Si è costituita a Cagliari l’associazione DOSTA, formata da persone di etnia rom provenienti dal campo sulla 554, aperta ad altre associazioni rom e gagè e che ha l’ambizione di estendersi in tutta la Sardegna.
La denominazione Dosta non è stata scelta a caso: una parola che in lingua romanì significa BASTA. E l’associazione si prefigge di dire basta alle politiche di discriminazione, di repressione, di non inclusione che da sempre e dappertutto (tranne rarissime eccezioni) sono state portate avanti nei confronti della popolazione rom. Basta con l’emarginazione, le guerre tra i poveri, le ingiustizie verso chiunque, la xenofobia e il razzismo, le paure e la divisione.
L’Associazione trova assurdo che persone che vivono stabilmente qui da più di 40 anni non possano richiedere la cittadinanza italiana o, peggio, che questa venga negata a ragazzi 18-20 enni con motivazioni burocratiche. Gliela si nega perché risulterebbero dei “buchi di residenza” per alcuni anni, o anche di qualche mese, pur sapendo che ciò è da attribuire alla ottusa intransigenza della nostra burocrazia. Infatti, se lo si volesse, si potrebbero trovare le prove della residenza di questi ragazzi cercando fra i registri scolastici, o negli elenchi delle ASL. Si arriva così all’assurdo di considerare “clandestina” una ragazza di 25 anni nata e cresciuta qui solo per il fatto che non ha i documenti in regola, documenti che nessuno mai le ha concesso!

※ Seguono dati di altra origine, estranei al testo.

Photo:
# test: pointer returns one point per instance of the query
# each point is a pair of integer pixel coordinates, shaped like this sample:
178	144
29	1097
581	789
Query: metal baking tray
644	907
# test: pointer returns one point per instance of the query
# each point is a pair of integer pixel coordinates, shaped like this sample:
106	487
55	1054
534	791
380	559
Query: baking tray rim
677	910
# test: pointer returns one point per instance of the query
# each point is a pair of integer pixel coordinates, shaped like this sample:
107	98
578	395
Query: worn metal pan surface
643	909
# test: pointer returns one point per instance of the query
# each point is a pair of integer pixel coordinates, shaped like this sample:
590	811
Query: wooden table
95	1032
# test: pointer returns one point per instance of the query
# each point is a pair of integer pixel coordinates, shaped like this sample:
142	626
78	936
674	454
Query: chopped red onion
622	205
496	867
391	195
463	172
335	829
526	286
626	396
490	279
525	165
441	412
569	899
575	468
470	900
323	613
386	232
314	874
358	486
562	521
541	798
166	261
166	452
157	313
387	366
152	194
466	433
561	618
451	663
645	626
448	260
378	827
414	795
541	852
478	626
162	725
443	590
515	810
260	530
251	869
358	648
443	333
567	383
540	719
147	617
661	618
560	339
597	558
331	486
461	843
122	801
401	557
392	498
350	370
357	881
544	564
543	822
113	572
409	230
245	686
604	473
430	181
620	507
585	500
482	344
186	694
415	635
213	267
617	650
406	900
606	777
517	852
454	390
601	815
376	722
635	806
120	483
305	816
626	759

E dunque quello del riconoscimento della cittadinanza sarà uno dei punti qualificanti e prioritari che si propone questa associazione. Un’associazione che vuole dialogare con le Istituzioni, che non intende essere trattata come marginale o, nella più benevola accezione, alla stregua del “buon selvaggio” disposto a chiedere e al tempo stesso essere grato per le caritatevoli elargizioni ricevute. Dunque un’associazione che si prefigge di lottare per i diritti che tutte le convenzioni internazionali riconoscono loro e che l’Italia ha ratificato per poi disattenderle.
Dosta, malgrado i tagli che le scuole hanno dovuto subire, chiede una politica di integrazione scolastica che permetta ai propri figli di avere un reale diritto allo studio; è altresì cosciente del fatto che una politica di integrazione non può non passare dai banchi di scuola, dal contatto con gli altri bambini ed adolescenti.